Back before I had kids, when I knew a lot about having kids.
I thought there’d be bedtimes and after-hours times when I could watch TV and eat chocolate and have adult conversations in full-sentence exchanges.
I thought I’d go to sleep at some point, and wake up in another, refreshed and renewed and revitalised for the day.
I thought I’d still have a career.
I still thought I’d be brilliant – at something – not quite sure what.
I thought the kids would eat everything I put in front of them, and the dishes would do themselves and the lunch boxes would be packed with artistic flourishes and I would hand sew costumes and, well, you know.
I also thought I’d be fun. I thought I’d be the mum that surfs, and skis, and holds talent shows, and acts the fool, and we’d be a family that sits around the dinner table laughing and enjoying each other’s company.
The other weekend I was at a party and someone described their partner in this way:
“This is what he’s like, ‘WHAT’S THE MOST FUN WE CAN HAVE RIGHT NOW?’ like, ‘WHAT’S THE FUNNEST THING WE CAN DO RIGHT NOW?” and I turned to Ron and said,
“But, who does the dishes?”
This morning, we woke up next to a river (I am becoming obsessed by rivers – expect a post in the future about rivers) and I took my coffee (I only have coffee on Sundays these days, so it’s a Special Moment) down to the shore of the river and it was beautiful. I went back up to the camper van and said to the kids – you guys should definitely go for a swim – it’s sensational down there. And Louis’ instant response was, “Will you swim with me?” and my instant response was, “No, I just got dressed – I’ll come down and watch though.” And the whole time I was sitting there (watching) thinking, “Why the FUCK am I not in the river swimming??” and the words of that woman at the party were echoing in my head, “WHAT’S THE FUNNEST THING I COULD DO RIGHT NOW?”
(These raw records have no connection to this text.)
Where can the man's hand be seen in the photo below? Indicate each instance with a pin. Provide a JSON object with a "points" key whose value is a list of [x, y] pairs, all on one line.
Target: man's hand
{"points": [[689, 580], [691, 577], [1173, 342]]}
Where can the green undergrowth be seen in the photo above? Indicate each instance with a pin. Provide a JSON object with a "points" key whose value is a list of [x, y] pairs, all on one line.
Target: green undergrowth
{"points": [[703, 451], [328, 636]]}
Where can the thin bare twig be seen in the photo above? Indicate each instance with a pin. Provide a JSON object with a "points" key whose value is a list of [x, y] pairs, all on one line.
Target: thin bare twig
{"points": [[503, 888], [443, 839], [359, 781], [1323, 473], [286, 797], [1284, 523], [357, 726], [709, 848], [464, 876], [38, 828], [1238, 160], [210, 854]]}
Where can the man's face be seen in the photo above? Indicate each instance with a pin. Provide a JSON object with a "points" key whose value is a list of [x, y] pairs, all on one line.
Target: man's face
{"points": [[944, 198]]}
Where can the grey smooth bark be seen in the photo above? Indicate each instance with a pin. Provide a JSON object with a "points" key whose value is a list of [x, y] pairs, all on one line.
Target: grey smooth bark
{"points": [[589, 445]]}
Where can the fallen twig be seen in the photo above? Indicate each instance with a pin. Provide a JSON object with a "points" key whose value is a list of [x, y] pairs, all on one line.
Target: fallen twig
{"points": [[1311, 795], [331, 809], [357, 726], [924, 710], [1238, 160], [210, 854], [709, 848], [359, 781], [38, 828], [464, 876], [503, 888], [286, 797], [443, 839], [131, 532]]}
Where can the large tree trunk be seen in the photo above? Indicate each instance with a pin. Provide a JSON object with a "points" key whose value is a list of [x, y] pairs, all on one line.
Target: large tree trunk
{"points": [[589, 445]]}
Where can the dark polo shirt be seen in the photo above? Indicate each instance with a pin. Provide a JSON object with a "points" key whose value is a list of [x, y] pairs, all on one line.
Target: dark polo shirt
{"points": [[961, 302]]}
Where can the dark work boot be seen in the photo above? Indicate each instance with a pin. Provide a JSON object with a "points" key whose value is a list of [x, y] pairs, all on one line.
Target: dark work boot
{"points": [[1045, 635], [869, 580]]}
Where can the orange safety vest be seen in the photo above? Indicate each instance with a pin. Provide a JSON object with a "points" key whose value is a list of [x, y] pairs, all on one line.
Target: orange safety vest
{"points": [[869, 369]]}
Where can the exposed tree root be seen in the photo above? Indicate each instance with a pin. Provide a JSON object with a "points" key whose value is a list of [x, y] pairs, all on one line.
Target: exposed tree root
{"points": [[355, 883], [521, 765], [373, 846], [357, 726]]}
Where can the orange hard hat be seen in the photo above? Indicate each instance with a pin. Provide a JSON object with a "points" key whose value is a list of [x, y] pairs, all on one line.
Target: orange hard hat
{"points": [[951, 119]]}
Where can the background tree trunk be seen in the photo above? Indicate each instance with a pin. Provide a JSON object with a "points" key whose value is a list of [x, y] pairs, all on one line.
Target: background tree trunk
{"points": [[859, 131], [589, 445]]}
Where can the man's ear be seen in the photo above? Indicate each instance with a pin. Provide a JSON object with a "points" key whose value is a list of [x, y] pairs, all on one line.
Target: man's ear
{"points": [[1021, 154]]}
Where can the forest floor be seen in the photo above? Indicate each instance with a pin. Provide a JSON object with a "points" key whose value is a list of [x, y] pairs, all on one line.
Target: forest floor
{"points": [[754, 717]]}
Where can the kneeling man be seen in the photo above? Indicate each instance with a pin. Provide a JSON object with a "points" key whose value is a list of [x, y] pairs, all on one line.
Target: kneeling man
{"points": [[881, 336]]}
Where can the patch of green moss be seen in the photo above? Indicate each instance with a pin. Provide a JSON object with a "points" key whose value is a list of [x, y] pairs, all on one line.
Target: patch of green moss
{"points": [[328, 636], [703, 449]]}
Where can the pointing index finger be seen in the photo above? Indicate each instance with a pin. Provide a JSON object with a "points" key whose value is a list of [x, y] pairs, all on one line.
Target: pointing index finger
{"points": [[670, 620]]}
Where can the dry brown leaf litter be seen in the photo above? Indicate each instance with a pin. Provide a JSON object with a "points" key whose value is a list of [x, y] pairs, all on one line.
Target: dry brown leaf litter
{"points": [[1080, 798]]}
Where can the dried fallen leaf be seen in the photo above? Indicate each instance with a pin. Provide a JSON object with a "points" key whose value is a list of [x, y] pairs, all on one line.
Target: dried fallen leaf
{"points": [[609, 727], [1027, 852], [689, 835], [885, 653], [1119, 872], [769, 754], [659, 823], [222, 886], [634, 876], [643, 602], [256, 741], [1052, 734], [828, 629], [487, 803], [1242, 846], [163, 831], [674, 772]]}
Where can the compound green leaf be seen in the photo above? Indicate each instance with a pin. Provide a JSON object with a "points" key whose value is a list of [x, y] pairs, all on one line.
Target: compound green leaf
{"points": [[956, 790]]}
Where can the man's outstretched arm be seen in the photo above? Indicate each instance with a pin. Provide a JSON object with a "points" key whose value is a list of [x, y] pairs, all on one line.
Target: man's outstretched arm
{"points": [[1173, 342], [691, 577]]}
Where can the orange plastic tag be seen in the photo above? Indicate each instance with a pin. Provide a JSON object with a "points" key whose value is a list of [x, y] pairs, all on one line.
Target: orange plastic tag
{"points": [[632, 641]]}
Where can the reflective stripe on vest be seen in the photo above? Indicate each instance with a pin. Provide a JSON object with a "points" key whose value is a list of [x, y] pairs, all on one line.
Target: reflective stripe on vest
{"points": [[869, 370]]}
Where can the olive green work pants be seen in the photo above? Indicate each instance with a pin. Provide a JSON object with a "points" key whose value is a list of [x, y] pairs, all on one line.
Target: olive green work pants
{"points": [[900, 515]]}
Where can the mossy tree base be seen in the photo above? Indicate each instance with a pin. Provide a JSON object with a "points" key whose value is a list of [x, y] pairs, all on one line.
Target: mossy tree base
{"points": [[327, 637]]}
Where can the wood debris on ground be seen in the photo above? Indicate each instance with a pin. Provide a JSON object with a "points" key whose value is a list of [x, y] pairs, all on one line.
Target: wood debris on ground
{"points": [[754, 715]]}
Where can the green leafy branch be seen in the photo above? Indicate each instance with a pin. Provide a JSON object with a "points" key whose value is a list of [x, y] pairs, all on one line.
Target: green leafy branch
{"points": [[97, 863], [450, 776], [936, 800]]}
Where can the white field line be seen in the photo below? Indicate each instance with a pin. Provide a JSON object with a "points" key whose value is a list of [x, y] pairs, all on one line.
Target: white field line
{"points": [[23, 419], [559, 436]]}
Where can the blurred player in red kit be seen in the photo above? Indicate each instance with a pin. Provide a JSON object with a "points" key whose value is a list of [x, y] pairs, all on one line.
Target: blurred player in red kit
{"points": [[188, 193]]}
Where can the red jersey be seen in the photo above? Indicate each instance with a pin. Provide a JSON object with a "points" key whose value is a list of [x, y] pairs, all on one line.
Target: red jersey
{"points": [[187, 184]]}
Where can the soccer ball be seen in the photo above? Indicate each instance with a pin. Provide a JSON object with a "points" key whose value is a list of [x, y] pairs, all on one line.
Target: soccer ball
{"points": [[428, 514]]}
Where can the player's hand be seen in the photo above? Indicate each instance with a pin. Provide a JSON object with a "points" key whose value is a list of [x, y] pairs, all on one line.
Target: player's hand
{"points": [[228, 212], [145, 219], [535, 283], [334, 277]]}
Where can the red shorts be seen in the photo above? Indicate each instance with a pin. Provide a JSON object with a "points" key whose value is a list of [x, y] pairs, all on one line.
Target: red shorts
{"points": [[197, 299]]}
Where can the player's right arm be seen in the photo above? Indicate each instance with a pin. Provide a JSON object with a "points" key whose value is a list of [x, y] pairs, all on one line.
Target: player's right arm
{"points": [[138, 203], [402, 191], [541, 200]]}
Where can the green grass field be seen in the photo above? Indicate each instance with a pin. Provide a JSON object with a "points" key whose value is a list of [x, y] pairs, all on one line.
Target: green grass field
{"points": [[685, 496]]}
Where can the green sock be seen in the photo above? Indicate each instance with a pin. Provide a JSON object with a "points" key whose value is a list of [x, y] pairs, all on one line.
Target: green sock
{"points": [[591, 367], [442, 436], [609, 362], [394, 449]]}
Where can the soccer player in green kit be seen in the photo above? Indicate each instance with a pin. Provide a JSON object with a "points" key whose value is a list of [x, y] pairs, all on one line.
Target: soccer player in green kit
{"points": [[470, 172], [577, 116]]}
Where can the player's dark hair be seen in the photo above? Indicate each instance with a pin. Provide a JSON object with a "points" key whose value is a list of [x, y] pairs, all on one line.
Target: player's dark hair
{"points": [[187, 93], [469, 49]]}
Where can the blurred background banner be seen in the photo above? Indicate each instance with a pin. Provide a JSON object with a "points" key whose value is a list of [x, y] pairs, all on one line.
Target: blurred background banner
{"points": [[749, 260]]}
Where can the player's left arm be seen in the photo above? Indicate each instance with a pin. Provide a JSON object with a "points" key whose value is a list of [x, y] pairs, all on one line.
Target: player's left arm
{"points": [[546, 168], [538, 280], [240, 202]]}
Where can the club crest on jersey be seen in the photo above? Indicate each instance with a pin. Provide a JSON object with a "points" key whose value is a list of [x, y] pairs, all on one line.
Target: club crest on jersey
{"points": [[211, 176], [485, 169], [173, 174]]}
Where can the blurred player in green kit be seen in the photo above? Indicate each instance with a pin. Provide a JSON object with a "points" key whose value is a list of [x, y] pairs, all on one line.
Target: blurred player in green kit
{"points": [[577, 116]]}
And, fuck it, I stripped down to my bra and undies and jumped in! It was great! We had a blast, and we all had gigantic smiles on our faces, and we were all alone – us and the glorious river and the ten thousand sand flies and the family of six goats roaming the cliff face – but no-one in front of whom I felt I needed to be worried about being there in my bra and undies and my bra and undies are of the Comfortable Variety, and god damn it they were good to swim in. In contrast to my fucking tortuous togs which cut in under my arms and make bulges of my thighs “where the flesh no longer holds the firmness of youth” (thank you Joan Didion), and require gymnastic stretches to get on and off. In contrast to that – to that’s how it feels for me to go for a swim, swimming in my Comfortable Variety bra and undies, was a fucking revolution. Which is why I’m writing about it here, where we are raising them.
So, this morning, exactly one of my ideas from my Expert Parent of the Non-Parent Division was brought to life. I’m so pleased I went to that party, stayed sober long enough to hear and remember that anecdote, and my reaction to it, and to make changes. I am now on a mission to find Comfortable Variety Togs.
In other news, when we got to a washing machine this afternoon and I did the washing, I noticed, whilst hanging up the clothes, a very unfortunate stain on the back of my Comfortable Variety undies – from where I went down one of the rapids on my arse. On a set of cricket whites, the stain would clearly be identified as a grass stain. On the back-side of a pair of white undies, it does look rather more unfortunate than that.